Why are Rare Diseases Important?

Rare diseases are diseases that affect only a small portion of the world’s population, generally fewer than 1 in 2,000 people. Due to the small number of people affected by each rare disease and the limited amount of information available, it can be very difficult for doctors to identify (diagnose) a rare disease—almost like solving a complex puzzle. It can frequently take between 6–8 years for patients to receive the right diagnosis, which can be a very long and frustrating experience for patients and their families. Although each rare disease affects only a small number of people, over 6,000 rare diseases have been identified—so all together these diseases are a major burden for many patients and their families. Thus, research to understand, diagnose, and treat rare diseases is critical, as is finding ways to support people living with these conditions.

What is Fatal Familial Insomnia?

In the mid-1980s, a family with a mysterious problem lived in a small town in Italy. For many years, members of this family had trouble sleeping, but no one knew why. One day, a family member named Silvano decided to find out what was causing this strange problem. Silvano traveled to the city of Bologna to meet with the best sleep doctors. He told them all about his family’s mystery.

The doctors were intrigued by Silvano’s story and immediately began to study his case. After much research, the doctors discovered something never seen before: a tiny change in a special gene passed down from generation to generation in Silvano’s family, which stopped them from sleeping. They called this disease fatal familial insomnia (FFI).

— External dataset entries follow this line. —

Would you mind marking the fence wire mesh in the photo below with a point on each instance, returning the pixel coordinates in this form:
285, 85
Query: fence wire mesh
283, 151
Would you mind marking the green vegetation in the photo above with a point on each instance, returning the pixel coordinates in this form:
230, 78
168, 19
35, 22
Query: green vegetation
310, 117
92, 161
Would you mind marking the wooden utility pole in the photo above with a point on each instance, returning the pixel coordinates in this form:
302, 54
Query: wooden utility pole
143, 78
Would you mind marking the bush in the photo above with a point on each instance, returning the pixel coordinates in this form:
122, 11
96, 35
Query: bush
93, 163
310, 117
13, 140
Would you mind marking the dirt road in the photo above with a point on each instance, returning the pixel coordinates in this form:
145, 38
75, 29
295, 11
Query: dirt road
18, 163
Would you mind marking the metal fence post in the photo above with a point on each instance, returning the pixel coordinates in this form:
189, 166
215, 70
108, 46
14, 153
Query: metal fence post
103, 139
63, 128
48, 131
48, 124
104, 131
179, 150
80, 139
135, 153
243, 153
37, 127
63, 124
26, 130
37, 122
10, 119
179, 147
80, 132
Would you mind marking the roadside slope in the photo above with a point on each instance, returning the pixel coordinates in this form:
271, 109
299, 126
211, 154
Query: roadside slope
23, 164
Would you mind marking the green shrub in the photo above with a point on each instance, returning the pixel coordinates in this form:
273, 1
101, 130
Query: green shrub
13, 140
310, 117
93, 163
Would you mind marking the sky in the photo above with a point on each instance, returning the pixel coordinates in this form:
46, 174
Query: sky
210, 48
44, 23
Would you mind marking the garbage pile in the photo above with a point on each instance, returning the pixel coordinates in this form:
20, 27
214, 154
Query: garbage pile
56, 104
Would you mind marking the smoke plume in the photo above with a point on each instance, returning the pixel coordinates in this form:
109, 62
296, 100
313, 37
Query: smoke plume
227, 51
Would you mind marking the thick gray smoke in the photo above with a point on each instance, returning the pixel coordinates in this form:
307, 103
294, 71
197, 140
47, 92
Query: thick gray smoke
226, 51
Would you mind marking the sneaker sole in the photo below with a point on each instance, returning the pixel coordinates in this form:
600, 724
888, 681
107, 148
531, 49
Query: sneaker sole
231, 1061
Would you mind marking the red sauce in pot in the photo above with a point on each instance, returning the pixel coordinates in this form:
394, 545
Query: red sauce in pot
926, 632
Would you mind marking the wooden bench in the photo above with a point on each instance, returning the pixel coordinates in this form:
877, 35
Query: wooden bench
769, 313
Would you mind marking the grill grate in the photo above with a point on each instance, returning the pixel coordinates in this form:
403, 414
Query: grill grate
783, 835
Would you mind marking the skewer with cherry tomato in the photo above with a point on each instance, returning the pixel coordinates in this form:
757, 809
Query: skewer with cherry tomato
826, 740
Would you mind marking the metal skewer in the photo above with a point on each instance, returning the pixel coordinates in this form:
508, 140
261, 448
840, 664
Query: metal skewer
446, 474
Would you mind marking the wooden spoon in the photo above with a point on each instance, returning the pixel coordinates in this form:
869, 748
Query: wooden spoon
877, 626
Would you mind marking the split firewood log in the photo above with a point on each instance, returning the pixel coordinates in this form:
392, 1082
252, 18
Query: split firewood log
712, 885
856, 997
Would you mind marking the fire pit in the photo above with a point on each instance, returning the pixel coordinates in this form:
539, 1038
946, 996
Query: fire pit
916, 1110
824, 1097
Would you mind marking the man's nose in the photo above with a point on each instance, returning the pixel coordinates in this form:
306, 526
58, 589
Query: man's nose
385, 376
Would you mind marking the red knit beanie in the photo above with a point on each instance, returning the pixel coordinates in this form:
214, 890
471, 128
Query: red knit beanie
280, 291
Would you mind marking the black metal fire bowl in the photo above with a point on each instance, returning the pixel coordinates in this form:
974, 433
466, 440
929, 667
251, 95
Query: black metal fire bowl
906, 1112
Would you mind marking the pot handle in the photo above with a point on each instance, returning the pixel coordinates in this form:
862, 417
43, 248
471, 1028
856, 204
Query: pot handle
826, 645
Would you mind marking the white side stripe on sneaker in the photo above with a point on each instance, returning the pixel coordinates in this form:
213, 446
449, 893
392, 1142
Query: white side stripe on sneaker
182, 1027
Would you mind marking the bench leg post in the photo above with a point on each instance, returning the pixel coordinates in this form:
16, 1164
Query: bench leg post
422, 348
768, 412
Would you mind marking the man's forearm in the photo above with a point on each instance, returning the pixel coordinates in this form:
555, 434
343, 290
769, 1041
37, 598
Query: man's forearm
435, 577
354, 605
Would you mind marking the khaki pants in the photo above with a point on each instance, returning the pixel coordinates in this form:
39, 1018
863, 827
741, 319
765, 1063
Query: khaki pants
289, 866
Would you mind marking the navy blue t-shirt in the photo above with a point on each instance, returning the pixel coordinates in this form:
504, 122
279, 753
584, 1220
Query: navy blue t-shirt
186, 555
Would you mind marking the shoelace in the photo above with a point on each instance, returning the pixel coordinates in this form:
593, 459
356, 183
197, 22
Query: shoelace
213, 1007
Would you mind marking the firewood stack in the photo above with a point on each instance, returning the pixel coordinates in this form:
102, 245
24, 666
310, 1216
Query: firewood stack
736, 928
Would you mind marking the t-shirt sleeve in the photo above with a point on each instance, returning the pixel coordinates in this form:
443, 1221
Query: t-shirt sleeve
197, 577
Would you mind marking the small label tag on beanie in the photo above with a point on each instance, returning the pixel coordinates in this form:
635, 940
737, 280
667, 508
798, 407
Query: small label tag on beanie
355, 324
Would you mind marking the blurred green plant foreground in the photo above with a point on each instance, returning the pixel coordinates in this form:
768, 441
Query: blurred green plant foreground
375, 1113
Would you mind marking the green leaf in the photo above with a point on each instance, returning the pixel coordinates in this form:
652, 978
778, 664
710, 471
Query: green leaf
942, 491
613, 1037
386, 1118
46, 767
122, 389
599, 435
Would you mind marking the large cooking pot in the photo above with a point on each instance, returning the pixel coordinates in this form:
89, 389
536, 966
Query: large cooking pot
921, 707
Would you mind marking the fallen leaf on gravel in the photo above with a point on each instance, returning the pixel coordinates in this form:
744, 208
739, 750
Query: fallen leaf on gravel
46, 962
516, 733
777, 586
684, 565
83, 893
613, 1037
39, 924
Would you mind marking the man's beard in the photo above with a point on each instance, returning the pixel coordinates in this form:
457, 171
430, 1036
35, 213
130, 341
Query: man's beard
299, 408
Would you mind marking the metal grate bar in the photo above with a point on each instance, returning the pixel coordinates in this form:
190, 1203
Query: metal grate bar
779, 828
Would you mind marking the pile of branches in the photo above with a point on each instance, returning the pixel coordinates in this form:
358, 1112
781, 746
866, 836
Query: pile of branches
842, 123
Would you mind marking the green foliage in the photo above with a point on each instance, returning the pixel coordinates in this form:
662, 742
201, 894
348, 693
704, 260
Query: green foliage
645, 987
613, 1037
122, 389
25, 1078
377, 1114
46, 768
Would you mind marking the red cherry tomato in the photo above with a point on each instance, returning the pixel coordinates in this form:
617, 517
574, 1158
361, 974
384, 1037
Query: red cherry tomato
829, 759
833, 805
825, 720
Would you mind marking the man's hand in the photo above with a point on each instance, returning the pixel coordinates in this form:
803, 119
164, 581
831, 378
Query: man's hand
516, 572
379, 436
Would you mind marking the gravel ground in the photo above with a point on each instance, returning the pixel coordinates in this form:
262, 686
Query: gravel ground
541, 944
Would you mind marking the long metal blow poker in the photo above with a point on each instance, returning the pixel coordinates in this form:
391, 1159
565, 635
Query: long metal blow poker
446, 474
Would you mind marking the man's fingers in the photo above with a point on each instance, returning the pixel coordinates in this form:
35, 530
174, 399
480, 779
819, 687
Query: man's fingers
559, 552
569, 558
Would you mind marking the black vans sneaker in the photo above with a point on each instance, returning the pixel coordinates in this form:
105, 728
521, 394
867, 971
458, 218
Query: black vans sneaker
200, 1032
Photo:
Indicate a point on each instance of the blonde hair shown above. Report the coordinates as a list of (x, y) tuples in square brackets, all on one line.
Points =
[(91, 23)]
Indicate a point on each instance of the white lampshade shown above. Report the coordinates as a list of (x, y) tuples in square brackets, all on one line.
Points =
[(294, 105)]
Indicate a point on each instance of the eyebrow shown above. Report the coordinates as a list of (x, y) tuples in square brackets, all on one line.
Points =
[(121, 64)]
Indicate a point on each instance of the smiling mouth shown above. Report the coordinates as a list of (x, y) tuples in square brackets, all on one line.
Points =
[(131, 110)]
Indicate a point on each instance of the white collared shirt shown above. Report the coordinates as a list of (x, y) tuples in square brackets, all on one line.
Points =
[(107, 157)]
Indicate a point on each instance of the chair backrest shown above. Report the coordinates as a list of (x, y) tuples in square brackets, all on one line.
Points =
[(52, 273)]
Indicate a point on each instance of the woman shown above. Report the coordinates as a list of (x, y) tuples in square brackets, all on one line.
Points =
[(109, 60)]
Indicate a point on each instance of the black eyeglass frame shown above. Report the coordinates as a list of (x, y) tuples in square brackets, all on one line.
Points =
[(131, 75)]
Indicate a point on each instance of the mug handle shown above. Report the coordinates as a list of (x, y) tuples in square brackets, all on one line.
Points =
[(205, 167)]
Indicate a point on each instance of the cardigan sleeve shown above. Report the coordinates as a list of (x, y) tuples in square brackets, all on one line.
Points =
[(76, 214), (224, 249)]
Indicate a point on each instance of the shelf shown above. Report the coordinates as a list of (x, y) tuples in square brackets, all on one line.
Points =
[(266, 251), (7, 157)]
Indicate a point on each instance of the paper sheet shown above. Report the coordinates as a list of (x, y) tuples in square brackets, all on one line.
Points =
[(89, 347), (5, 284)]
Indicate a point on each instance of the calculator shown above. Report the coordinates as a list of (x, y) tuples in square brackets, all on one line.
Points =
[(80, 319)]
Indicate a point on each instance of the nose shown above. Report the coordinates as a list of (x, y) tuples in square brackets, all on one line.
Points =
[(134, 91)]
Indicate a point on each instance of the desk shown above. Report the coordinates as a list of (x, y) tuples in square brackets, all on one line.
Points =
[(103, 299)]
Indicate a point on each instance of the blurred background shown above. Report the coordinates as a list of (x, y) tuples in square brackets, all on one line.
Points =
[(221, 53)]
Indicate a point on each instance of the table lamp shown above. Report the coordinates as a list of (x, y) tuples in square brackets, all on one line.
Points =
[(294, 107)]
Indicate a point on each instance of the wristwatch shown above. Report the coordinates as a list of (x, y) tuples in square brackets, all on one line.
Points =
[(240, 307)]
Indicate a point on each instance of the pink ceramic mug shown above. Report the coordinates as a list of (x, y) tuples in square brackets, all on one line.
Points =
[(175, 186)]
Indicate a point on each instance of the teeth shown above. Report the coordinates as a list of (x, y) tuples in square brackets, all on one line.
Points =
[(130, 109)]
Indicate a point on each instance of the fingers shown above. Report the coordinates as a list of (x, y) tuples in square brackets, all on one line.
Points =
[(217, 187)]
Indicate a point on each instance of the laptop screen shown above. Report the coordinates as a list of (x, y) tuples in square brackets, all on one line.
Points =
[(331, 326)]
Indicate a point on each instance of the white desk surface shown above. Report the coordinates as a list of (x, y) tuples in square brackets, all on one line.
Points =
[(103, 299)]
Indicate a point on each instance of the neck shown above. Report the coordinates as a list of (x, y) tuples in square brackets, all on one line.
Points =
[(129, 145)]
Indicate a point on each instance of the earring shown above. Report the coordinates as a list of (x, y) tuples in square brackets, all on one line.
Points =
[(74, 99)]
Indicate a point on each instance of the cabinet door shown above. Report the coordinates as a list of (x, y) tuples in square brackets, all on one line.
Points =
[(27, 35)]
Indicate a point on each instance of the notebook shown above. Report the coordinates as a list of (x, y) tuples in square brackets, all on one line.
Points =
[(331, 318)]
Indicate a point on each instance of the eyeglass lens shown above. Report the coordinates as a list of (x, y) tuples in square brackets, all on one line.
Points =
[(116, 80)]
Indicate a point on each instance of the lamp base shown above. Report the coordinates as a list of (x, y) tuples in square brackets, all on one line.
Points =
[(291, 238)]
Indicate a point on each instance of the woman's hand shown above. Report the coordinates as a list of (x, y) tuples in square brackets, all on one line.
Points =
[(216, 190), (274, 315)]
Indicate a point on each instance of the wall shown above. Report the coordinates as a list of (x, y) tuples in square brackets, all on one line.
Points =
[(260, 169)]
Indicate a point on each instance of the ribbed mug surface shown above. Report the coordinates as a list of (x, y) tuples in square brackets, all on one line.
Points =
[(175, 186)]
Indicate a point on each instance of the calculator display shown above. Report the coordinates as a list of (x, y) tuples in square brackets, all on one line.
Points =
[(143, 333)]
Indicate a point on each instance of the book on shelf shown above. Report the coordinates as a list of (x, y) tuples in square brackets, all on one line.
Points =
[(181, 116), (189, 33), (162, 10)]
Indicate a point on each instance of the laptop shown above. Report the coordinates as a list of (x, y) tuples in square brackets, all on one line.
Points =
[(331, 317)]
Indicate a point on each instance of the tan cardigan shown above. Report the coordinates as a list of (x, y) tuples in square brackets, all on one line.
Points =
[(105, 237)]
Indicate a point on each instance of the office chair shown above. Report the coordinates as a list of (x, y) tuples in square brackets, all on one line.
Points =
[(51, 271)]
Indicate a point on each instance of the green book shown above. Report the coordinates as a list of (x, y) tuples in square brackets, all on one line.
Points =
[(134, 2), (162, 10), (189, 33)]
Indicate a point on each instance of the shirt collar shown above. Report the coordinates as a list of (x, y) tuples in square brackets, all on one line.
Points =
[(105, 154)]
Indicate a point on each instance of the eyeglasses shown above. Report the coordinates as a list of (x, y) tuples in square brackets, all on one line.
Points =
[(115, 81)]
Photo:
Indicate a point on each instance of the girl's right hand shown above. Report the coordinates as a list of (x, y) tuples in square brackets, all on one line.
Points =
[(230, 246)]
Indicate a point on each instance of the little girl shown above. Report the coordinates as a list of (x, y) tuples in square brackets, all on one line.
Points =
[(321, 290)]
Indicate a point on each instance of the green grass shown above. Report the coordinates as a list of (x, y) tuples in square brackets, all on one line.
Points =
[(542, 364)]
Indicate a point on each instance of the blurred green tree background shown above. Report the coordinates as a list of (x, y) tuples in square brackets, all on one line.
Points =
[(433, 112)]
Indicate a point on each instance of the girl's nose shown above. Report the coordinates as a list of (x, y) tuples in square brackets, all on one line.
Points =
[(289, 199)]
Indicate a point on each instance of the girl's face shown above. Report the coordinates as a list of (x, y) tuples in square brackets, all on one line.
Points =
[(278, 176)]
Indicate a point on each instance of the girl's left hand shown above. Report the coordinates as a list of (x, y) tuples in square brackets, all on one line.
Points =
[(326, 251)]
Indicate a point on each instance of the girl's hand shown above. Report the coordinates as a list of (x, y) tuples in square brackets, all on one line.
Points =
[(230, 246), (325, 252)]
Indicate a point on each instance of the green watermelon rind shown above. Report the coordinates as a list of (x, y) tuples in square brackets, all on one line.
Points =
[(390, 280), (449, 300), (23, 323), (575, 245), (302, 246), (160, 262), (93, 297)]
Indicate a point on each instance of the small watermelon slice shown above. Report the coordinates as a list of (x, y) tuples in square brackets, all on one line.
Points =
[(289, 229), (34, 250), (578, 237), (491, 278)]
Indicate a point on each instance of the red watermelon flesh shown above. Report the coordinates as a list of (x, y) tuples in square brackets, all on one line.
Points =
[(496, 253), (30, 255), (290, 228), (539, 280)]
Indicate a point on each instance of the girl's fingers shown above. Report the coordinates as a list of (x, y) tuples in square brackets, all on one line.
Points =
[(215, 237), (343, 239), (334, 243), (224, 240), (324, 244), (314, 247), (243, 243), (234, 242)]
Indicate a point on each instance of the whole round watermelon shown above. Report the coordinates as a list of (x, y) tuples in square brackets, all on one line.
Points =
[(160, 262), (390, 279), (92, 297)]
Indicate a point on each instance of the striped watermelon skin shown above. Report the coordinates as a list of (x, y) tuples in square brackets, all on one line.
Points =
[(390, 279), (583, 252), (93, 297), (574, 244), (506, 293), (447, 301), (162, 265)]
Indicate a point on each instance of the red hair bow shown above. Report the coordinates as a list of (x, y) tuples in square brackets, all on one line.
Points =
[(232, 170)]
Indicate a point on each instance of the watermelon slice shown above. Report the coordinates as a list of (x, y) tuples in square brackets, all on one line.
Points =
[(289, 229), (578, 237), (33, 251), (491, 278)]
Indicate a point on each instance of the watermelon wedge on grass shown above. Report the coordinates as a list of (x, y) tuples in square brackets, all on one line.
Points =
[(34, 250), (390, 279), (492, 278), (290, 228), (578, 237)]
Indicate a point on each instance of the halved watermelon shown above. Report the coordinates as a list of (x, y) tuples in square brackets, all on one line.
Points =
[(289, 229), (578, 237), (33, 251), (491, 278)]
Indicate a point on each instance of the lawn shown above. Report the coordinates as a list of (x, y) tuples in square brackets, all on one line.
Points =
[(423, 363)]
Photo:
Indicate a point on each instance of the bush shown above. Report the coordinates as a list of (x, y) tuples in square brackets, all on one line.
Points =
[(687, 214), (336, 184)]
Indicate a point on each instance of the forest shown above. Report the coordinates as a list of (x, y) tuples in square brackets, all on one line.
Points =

Fatal familial insomnia is an extremely rare disease. Like many other rare diseases, FFI is passed on through the DNA from parents to their children. The symptoms of FFI start slowly and get worse over time. People with FFI start to have difficulty falling and/or staying asleep, and then, as it gets worse, they may suddenly fall asleep without warning. People with FFI also tend to develop other problems like a fast heartbeat; high blood pressure; hormonal, mood and behavior swings; anxiety; excessive sweating; and trouble thinking clearly and moving their bodies [1]. The symptoms usually start between the ages of 51 and 60, although rarely they can start as early as 18–20 years old. FFI affects both men and women equally. To date, more than 70 families around the world have been found to have FFI [2].

What Causes FFI?

FFI is caused by prions. Unlike most infectious diseases, which are typically caused by bacteria or viruses, prions are proteins that do not contain genetic material. They have the unique ability to reproduce on their own and become infectious. Cells normally contain healthy prion proteins called PrP^C. The diseased form, called PrP^Sc interacts with normal prion protein and causes them to take on the incorrect shape of PRP^Sc, leading to prion disease. Some prion diseases can develop without any known reason, some (like FFI) are due to genes that are passed on across generations, and some can be “caught” like other infectious diseases.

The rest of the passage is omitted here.